Type the following command to report UDP statistics:
netstat -su
The Udp: receive buffer errors counter reports the dropped packet count. If packets are being dropped, consider increasing the amount of buffering, running Java 11, and enabling SO_REUSEPORT.
Swapping activity can severely impact sFlow-RT performance, use the following setting to minimize swapping behavior.
sudo sysctl -w vm.swappiness=1
Edit /etc/sysctl.conf
to make both settings persist across reboots.
Memory
By default, sFlow-RT pre-allocates 1G and has an upper limit of 1G of memory. Under normal operation, memory utilization can vary anywhere between 20% and 80%. If the memory utilization stays in the 80% to 100% range, then the allocation should be increased. Don't over-allocate memory as this risks swapping behavior that can adversely affect sFlow-RT response times.
-Xms4G
-Xmx4G
Edit /usr/local/sflow-rt/conf.d/sflow-rt.jvm
and apply the settings above to
increase the memory allocation to 4G.
docker run -e "RTMEM=4G" -p 8008:8008 -p 6343:6343/udp sflow/sflow-rt
If you are using the pre-built sflow/sflow-rt Docker image,
set the RTMEM
variable.
CPU
By default, sFlow-RT pre-allocates 4 worker threads to decode the sFlow datagrams and update metrics. The sFlowDatagramsDiscarded
counter accessed through the /analyzer/json
REST API indicates that a worker queue was full and a datagram was discarded. If a significant number of datagrams are being discarded,
additional worker threads can be started by setting the workers.number
property, and additional datagrams can be
queued for each worker by increasing the workers.maxqueue
property from the default value of 400.
Note: Don't add more worker threads than there are CPU cores. Also, don't add worker threads if either the CPU Process or CPU System are close to 100% since this indicates that the server is already at full capacity.
Java 11+
By default, sFlow-RT is configured for Java 8. Java 11+ provides a number of features that improve performance.
When using Java 11+, change the configuration to use the ZGC garbage collector instead of the default G1GC garbage collector to reduce memory utilization, reduce UDP packet loss, and reduce query latency.
Edit /usr/local/sflow-rt/conf.d/sflow-rt.jvm
-XX:+UseG1GC
-XX:+UseStringDeduplication
-XX:MaxGCPauseMillis=100
Remove the lines above and add the settings below:
-XX:+UnlockExperimentalVMOptions
-XX:+UseZGC
Note: The pre-built sfow/sflow-rt Docker image includes Java 17 with these settings.
SO_REUSEPORT
The SO_REUSEPORT socket option is available on Linux distributions with a 3.9+ kernel. Java 11+ is also required to allow sFlow-RT to use the feature.

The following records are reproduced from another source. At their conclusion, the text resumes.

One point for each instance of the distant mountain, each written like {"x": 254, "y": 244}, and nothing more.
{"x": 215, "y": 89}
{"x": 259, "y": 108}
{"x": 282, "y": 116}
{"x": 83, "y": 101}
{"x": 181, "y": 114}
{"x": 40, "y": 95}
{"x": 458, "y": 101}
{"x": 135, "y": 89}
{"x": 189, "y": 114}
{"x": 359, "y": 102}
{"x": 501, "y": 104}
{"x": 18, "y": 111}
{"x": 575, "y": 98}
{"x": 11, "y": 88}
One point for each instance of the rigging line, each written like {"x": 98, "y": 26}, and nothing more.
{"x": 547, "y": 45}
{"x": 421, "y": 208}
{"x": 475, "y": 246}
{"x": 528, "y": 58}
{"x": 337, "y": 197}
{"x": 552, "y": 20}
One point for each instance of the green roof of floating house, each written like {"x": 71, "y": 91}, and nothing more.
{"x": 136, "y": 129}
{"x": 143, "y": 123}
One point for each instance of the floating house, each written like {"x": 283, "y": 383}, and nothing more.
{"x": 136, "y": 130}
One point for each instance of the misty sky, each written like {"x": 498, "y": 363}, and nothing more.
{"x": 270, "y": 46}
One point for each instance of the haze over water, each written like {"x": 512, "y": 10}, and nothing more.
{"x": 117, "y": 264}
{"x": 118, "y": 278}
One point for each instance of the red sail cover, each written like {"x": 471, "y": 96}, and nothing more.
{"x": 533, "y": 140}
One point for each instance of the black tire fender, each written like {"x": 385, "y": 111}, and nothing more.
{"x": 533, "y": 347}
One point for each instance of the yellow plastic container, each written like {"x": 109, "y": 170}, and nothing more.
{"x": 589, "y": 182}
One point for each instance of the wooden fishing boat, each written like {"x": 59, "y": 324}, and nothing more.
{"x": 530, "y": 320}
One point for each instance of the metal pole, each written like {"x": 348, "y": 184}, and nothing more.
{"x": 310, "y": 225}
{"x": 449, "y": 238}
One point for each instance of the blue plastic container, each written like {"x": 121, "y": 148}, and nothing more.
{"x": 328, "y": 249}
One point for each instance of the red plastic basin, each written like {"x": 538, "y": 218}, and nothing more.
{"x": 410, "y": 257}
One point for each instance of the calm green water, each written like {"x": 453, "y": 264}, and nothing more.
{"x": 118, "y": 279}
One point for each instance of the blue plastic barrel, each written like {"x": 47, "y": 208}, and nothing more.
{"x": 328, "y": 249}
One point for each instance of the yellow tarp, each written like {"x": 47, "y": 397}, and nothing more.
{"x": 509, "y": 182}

The default is for sFlow-RT to use a single receiver thread to receive UDP datagrams and queue them for
the worker thread responsibe for updating metrics for the sending agent. The single thread should be
able to handle between 200,000 and 400,000 datagrams per second - depending on the host's performance.
If the datagram rate exceeds the single thread performance, additional receiver threads can be started by
setting the receivers.number
property.
Note: Don't add more receiver threads than there are CPU cores. Also, don't add receiver threads if either the CPU Process or CPU System are close to 100% since this indicates that the server is already at full capacity.